On sait qu'une œuvre dès qu'elle est communiquée au public n'appartient plus vraiment à son compositeur. Mais l'équilibre est alors bien difficile à trouver pour les interprètes entre ce qui est (le texte), et ce qu'on peut y entendre, voir, vouloir montrer. Quand Clara Haskil recevra à 15 ans son prix au Conservatoire de Paris, elle entendra Gabriel Fauré lui dire : « Je ne savais pas que j'avais mis tant de musique dans Thème et Variations, mais surtout ne changez rien. » Quelque chose nous dit que Fauré ne parlait pas des apparences. 

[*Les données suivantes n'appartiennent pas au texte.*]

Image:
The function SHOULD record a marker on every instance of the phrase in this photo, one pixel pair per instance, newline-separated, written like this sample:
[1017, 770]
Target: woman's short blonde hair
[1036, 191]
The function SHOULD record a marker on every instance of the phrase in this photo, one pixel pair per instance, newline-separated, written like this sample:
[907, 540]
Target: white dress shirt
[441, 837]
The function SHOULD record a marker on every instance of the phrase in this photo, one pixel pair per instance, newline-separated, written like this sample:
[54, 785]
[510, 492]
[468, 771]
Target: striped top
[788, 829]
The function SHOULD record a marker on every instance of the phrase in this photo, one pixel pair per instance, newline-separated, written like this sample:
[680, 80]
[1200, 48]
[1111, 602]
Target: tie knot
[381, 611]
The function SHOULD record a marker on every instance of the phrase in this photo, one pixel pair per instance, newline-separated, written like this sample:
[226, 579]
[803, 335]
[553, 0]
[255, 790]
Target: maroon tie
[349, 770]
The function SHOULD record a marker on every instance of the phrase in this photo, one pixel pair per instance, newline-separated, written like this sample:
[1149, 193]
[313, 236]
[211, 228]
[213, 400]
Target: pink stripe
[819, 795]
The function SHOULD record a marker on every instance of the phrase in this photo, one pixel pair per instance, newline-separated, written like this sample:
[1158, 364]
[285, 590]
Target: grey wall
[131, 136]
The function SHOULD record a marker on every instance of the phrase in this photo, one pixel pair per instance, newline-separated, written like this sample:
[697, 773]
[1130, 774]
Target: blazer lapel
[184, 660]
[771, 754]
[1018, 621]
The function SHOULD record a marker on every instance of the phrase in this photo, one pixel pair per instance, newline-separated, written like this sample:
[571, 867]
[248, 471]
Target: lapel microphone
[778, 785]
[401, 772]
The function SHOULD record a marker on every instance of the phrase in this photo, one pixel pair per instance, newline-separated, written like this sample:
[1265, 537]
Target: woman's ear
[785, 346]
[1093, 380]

Dovgan joue admirablement, elle a un don pour le piano assez incroyable. Comme tous les toujours jeunes et déjà anciens prodiges, elle a une science spontanée du piano qui n'a juste pas encore été éprouvée par l'expérience. Il lui arrive d'ailleurs de perdre le contrôle du clavier. Ce n'est pas que sa virtuosité soit mise à mal mais bien, à notre avis, que son propos à ce moment-là de l'œuvre s'écarte trop de ce que Schumann demande et que l'attention de Dovgan se détourne de l'essentiel. Mais dans le même temps, on n'est pas certain que cette façon de jouer, qui va se manifester dans tout le Carnaval de Vienne au point que le finale en perdra son élan irrésistible et l'Intermezzo ses tourments, soit spontanée ou cultivée (voire encouragée) par son maître Grigory Sokolov qui, on le sait bien, n'est pas le roi du phrasé simplement énoncé.

Mais au moins, il n'y a aucune surcharge expressive chez Alexandra Dovgan qui aborde ensuite les trois Intermezzos op. 117 de Brahms. Elle ne prend pas le premier Andante moderato mais plus lentement. Sa sonorité céleste, ses phrases tenues font que l'on s'installe rapidement dans son propos et que l'on se laisse aller à cette interprétation pour le coup assez conforme à la façon dont ce Brahms-là est joué de nos jours... L'Opus 117 gagnerait à plus de fermeté, de rectitude apparente sans rien perdre en fluidité, comme Wilhelm Kempff le recréait. N'est-il pas incongru de comparer le vénérable pianiste à cette jeune femme ? Non ! Des pianistes « adultes » empruntent le même chemin que notre jeune héroïne du jour. À l'aveugle, il serait impossible de leur donner un âge, à eux comme à elle. Viennent enfin les Variations et fugue sur un thème de Haendel. Trop d'attentions portées aux détails ralentissent là encore la progression de cette œuvre, trop de contemplation dans les variations lentes, trop de détails purement instrumentaux dans les rapides font perdre sa trajectoire à cette œuvre difficile à tenir, faute d'une pulsation irrésistible et d'une volonté unificatrice qui, de l'énoncé du thème à l'accord final, dessinent une grande arche. On se demande ce qu'un Leon Fleisher, un Yves Nat – grands maîtres et interprètes fabuleux de cet Opus 24 – auraient dit à Dovgan si elle le leur avait ainsi joué.